Cecilia, que así se llamaba la chica más bonita que había conocido en mi vida, me contó que estaba en la ciudad de paso. Qué faena. Y justo, el destino me llevó a su puerta en el que sería su último día antes de marcharse. ¡Qué casualidad! Estaba cantado que teníamos que conocernos.
Era música. Sí, en sí misma, pero además tocaba el violín de manera profesional. Por este motivo, solía viajar mucho. Fue su carrera la que le llevó a pasar unos días en la ciudad, encargar cena para uno y conocerme a mí. Bendito violín. Algún día debería hacerle un monumento. Mejor, se lo haré a ella.
El caso es que, durante horas, aquellos bonitos ojos verdes consiguieron acaparar toda mi atención. Hablamos de todo y nada. Era consciente de la cara de imbécil que ponía cada vez que ella hilaba palabras con aquella dulce musicalidad que producía su voz.
—Ahora sí que debería ir yéndome, Teo… Mañana madrugo mucho para coger el avión. —Miraba el fondo de su vaso. El hielo derretido se había fusionado con la crema creando una mezcla nada apetecible.
—Bueno, ha sido mejor esta aventura que cenar sola, ¿no? —pregunté intentando ganar puntos.
—Ha sido…diferente, diría yo. —Me dedicó una sonrisa.
—Siempre digo que los mejores planes son los improvisados.
—¡Qué típico!
—No, en serio, noches como las de hoy son… mágicas. —Cecilia permaneció en silencio. Me miró fijamente durante unos segundos. Podía leer a través de ella. Fue la mejor lectura desde hacía mucho tiempo. Después, se volvió hacia el camarero que se encontraba en el otro extremo de la barra.
—¿Podría traernos la cuenta, por favor? —Puso su bolso sobre la mesa y comenzó a buscar algo en el interior.
—No, no. A esto invito yo.
—¿No estaban todas tus cosas en la bici?
—Bueno, llevo algunos billetes encima.
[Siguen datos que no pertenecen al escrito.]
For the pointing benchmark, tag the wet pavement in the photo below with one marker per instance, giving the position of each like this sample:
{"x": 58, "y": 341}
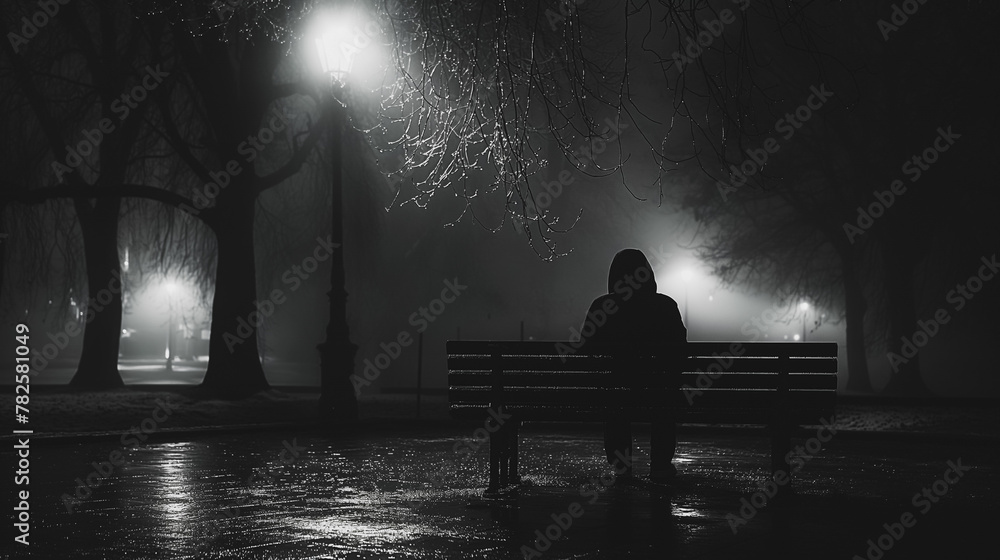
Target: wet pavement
{"x": 409, "y": 491}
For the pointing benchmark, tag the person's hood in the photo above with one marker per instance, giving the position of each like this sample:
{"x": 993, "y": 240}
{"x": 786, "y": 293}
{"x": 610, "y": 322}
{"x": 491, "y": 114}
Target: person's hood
{"x": 632, "y": 263}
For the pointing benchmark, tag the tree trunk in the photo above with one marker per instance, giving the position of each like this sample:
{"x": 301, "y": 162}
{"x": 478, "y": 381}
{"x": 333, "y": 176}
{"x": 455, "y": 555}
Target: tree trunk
{"x": 858, "y": 380}
{"x": 234, "y": 368}
{"x": 98, "y": 367}
{"x": 901, "y": 305}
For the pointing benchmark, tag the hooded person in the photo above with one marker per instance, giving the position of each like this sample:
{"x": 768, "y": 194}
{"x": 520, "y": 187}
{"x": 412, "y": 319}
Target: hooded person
{"x": 631, "y": 321}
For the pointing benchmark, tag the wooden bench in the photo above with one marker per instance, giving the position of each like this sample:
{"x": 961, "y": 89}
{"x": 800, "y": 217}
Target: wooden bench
{"x": 778, "y": 384}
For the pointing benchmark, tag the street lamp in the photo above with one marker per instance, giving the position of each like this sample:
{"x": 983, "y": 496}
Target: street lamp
{"x": 338, "y": 38}
{"x": 169, "y": 353}
{"x": 804, "y": 307}
{"x": 686, "y": 275}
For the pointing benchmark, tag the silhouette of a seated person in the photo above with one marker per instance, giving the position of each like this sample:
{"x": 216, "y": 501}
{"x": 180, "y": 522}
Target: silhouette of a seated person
{"x": 637, "y": 322}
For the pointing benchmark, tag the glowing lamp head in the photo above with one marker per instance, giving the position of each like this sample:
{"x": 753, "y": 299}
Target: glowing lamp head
{"x": 339, "y": 37}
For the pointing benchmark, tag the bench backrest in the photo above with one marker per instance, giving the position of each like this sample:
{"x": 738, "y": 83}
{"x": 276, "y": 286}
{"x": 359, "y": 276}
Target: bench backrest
{"x": 719, "y": 382}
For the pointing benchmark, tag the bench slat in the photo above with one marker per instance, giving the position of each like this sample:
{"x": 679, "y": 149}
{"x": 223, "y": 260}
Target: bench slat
{"x": 695, "y": 348}
{"x": 555, "y": 413}
{"x": 544, "y": 364}
{"x": 601, "y": 380}
{"x": 708, "y": 398}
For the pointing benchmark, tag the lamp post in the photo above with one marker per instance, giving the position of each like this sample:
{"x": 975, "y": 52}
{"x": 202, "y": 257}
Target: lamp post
{"x": 337, "y": 397}
{"x": 170, "y": 326}
{"x": 686, "y": 275}
{"x": 804, "y": 307}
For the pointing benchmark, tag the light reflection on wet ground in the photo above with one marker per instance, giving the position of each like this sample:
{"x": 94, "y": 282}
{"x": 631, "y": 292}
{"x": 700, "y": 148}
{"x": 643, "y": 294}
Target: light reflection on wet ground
{"x": 246, "y": 496}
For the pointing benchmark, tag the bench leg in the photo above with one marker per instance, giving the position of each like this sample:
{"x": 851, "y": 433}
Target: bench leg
{"x": 496, "y": 444}
{"x": 781, "y": 444}
{"x": 515, "y": 478}
{"x": 503, "y": 457}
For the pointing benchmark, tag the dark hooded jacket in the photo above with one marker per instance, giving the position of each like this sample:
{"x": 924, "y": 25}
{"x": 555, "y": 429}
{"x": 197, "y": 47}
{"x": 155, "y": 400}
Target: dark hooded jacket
{"x": 632, "y": 319}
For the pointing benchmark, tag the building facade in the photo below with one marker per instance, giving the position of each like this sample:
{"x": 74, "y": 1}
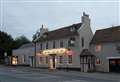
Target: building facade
{"x": 60, "y": 48}
{"x": 105, "y": 45}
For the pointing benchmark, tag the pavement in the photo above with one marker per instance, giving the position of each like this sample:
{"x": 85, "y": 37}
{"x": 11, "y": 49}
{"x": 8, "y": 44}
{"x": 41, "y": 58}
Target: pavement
{"x": 27, "y": 74}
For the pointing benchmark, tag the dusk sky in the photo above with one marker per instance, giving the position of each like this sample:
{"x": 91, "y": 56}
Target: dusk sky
{"x": 24, "y": 17}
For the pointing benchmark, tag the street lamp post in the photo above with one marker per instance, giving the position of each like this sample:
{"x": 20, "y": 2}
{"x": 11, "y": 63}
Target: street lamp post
{"x": 34, "y": 54}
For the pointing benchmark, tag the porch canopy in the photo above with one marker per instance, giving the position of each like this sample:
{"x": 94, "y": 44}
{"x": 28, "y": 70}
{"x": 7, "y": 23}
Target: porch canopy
{"x": 86, "y": 53}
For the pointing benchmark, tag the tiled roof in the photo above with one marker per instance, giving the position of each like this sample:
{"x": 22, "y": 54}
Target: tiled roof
{"x": 111, "y": 34}
{"x": 61, "y": 33}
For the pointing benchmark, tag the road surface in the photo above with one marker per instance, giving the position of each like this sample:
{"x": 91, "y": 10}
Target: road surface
{"x": 26, "y": 74}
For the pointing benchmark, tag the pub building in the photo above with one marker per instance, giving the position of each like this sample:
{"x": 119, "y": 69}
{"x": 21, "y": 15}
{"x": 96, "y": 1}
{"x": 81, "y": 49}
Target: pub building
{"x": 57, "y": 49}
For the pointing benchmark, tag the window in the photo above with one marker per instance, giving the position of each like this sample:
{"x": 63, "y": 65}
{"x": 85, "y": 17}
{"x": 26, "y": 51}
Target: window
{"x": 60, "y": 59}
{"x": 61, "y": 43}
{"x": 41, "y": 60}
{"x": 53, "y": 44}
{"x": 71, "y": 42}
{"x": 47, "y": 59}
{"x": 112, "y": 62}
{"x": 41, "y": 46}
{"x": 98, "y": 48}
{"x": 70, "y": 59}
{"x": 82, "y": 42}
{"x": 72, "y": 29}
{"x": 98, "y": 61}
{"x": 47, "y": 45}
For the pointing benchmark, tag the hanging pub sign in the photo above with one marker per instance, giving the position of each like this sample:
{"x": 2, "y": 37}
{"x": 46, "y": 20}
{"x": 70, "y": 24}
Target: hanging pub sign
{"x": 57, "y": 51}
{"x": 118, "y": 48}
Siempre hay que tener un plan b…
—Eres un personaje curioso. —Sonrió de nuevo. Cada vez más. Le hacía gracia. O algo parecido. Pero iba ganando terreno. Estaba clarísimo.
—¿Un ultimo brindis? Para acabarnos el culín… —dije mientras levantaba el vaso con una de mis manos.
—Venga. —Ella imitó mi gesto y puso su vaso a la altura del mío—. ¿Por qué brindamos?
—¡Por que la vida nos permita seguir improvisando!
—¡Por que la vida nos permita seguir improvisando! —repitió, alegre.
Y tras aquella promesa, chocamos nuestros vasos mientras nos observábamos fijamente el uno al otro.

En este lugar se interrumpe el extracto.